What is the plan for knowledge translation and exchange?

TASO-CAN investigators and their institutions are involved with policy-making and programme development initiatives. For example, investigators have been working with various ministries in Uganda and will ensure that research findings are translated and disseminated directly to these authorities. Additionally, investigators will ensure that local and international non-governmental partners working in Uganda will receive and understand study implications. Furthermore, investigators will provide the research results to the patients and families at TASO sites, and will create open discussions and community forums to actively engage these individuals.

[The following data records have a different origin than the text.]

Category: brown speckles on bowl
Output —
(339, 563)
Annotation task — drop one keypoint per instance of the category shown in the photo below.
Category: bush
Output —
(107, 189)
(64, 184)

Investigators will also utilize traditional systems of knowledge transfer, including open-access academic publications and dissemination of findings at national and international conferences. In addition to providing information of immediate value to the clinical and public health community, we expect the outcomes of this project will serve as the groundwork for further research in the topics addressed. Investigators will also seek funding from other agencies to conduct interventional research aimed at improving knowledge of treatment and services.

How can I collaborate?

A list of publications and additional information can be obtained by contacting the principal investigator, Dr Edward Mills, at edward.mills@uottawa.ca. Collaboration with national and international studies is welcome and can be proposed to Dr Mills at the email address above.

Funding

Operating Grant (The TASO-CAN cohort collaboration); Population and Public Health Division of the Canadian Institutes of Health Research (CIHR).

Conflict of interest: None declared.